71'de Fenerbahçe orta sahası tamamen değişti. Gustavo-Ozan-İrfan-Ferdi birlikte sahadalardı. Pelkas ve Valencia'nın da forvet tandaslı santrfor orijinli oyuncular olmadıklarını düşündüğümüzde, Bulut ev sahibinin dominant oyununu değiştirmek adına 4-6-0'a döndü. Ancak Erol hoca ne yaparsa yapsın bu baskıyı isteği yöne kıramadı. Pelkas'ın sakatlığıyla Samatta oyuna girince sarı lacivertliler bu sefer 4-5-1 sistemine evrildiler. Altay hiç konsantresini bozmadan oynamaya devam ederken, Jevtovic bir ofsayt golü ve müthiş bir şutla Fenerbahçe seyircisine ecel terleri döktürdü. Bu arada Samatta gol orucuna istikrarlı bir şekilde devam etti. Sonlara doğru İrfan Can’ın asistinde sağ çaprazla Samatta topun dibine girmek yerine Sehiç’in üzerine vurunca farkın üçe çıkmasını engelledi.

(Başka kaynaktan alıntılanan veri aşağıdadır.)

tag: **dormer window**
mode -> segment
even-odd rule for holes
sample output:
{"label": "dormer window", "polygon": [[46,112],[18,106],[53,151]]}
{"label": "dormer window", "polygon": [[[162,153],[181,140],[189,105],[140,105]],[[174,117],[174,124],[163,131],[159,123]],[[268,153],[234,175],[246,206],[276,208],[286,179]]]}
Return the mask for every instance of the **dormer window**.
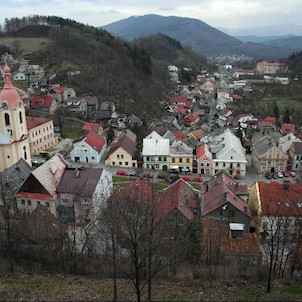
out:
{"label": "dormer window", "polygon": [[4,120],[5,120],[5,126],[10,126],[10,118],[8,113],[4,114]]}

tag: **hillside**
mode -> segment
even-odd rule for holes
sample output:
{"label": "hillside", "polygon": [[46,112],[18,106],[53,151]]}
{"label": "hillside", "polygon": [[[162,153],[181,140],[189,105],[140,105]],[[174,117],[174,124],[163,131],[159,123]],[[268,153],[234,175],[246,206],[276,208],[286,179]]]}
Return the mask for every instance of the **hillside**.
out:
{"label": "hillside", "polygon": [[[54,24],[44,31],[33,26],[16,30],[0,38],[0,48],[2,44],[11,47],[13,53],[30,51],[27,58],[32,64],[44,66],[48,75],[56,73],[54,81],[73,87],[78,95],[92,94],[100,101],[113,101],[118,111],[145,119],[159,115],[157,102],[171,91],[167,73],[170,61],[152,58],[138,45],[107,31],[70,20],[65,24],[61,18],[59,21],[60,26],[52,21]],[[46,36],[41,37],[41,32]],[[183,57],[183,50],[177,55]],[[186,58],[192,61],[189,54]],[[195,55],[194,66],[198,61]],[[79,70],[80,76],[68,76],[74,70]]]}
{"label": "hillside", "polygon": [[206,56],[244,54],[254,58],[274,59],[291,53],[285,48],[244,43],[200,20],[191,18],[158,15],[134,16],[103,26],[103,29],[128,40],[162,33]]}

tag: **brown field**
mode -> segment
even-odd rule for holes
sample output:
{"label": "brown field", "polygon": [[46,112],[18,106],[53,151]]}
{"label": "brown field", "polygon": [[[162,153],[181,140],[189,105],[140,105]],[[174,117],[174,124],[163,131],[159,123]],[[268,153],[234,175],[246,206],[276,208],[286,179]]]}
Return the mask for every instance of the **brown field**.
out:
{"label": "brown field", "polygon": [[0,44],[14,48],[15,42],[18,41],[20,49],[24,52],[37,51],[47,47],[50,39],[47,37],[23,38],[23,37],[0,37]]}
{"label": "brown field", "polygon": [[[61,274],[0,275],[0,293],[1,301],[110,301],[112,280]],[[153,285],[153,301],[301,301],[301,297],[301,284],[293,282],[275,281],[270,294],[260,282],[181,278]],[[135,301],[133,287],[125,279],[118,281],[118,300]]]}

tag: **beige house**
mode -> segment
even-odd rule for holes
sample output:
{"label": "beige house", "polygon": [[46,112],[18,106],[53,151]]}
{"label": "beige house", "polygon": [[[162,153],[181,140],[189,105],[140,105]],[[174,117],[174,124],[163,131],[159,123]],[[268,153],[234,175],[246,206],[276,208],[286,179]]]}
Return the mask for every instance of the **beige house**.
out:
{"label": "beige house", "polygon": [[274,140],[265,136],[252,147],[252,166],[257,173],[283,172],[287,168],[288,155]]}
{"label": "beige house", "polygon": [[52,119],[27,117],[26,124],[32,155],[38,155],[41,151],[45,151],[58,143],[58,137],[54,134]]}
{"label": "beige house", "polygon": [[10,68],[3,68],[4,87],[0,92],[0,172],[23,158],[31,166],[25,107],[11,82]]}
{"label": "beige house", "polygon": [[137,168],[136,136],[132,138],[123,133],[113,142],[106,156],[105,165]]}

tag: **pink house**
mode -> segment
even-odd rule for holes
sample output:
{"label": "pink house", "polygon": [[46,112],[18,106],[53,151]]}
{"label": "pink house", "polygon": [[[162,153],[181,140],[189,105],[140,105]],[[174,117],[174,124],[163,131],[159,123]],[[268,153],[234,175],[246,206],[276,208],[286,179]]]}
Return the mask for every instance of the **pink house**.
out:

Gecenin Notu: İhtiyar delikanlılar, Gökhan ve Sosa, iyi mücadele ettiler. Gökhan’a, Sosa’ya göre fazladan bir kaç artı puan yazmak gerekli. İlk perdede ofansda, kikinci perde de defansda yaşına göre çok iyi işler yaptı. Osayi rüzgarın oğlu misali bir esip bir gürledi ik golünü atarken, Attila da hem attığı gol hem de girdiği kademelerle “buz adam” rolüyle serin kanlı oynadı her maçta oynadığı gibi. Fenerbahçe’nin ilk devredeki futbolu son maçın son saniyesine kadar şampiyonluğu kovalar. Fakat ikinci yarıdaki oyunsa sarı lacivertlilere hiç ummadıkları anda lige havlu attırabilir.